Selling Saab Won’t Cover the Total Debt image

Receivers handling Swedish carmaker Saab‘s bankruptcy estate believe that selling the company will not cover the total debt of $1.8 – $1.97 billion.

The final bids should end by April 10th, and although a few companies showed interest, the selling of Saab‘s estate – the carmaker Saab and subsidiaries Saab Automobile Powertrain and Saab Automobile Tools – will only cover part of the debt.
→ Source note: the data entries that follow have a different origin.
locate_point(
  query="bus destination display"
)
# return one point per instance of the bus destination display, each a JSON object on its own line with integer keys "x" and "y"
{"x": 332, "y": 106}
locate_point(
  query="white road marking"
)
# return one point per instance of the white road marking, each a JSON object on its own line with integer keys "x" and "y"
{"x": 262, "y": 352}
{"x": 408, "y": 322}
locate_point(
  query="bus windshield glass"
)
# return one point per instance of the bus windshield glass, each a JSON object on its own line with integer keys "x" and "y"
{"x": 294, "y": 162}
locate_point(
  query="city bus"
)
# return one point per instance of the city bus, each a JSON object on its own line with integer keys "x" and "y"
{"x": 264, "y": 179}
The companies who are interested in acquiring Saab are interested in building cars using Saab technology. The receivers declared that they cannot give a timeline for the possible sale, but they plan to present an inventory of Saab‘s estate on April 10th.

Attorneys Hans Bergqvist and Anne-Marie Pouteaux were appointed on December 19th 2011, when the carmaker‘s Dutch owner, Swedish Automobile, filed for bankruptcy.GM, Saab’s former owner, still controls key technology used by Saab and so it has a say over any possible deals.

“Saab’s end was inevitable. They had dodged the grim reaper for the past year, but in the end, the massive amount of money required to right Saab never materialized,” said Edmunds senior analyst Michelle Krebs. “Despite the brand’s position on the leading edge of safety technology, Saab’s popularity in the U.S. and around the world waned as its product portfolio grew increasingly stale and reliant on General Motors for parts, platforms and design.”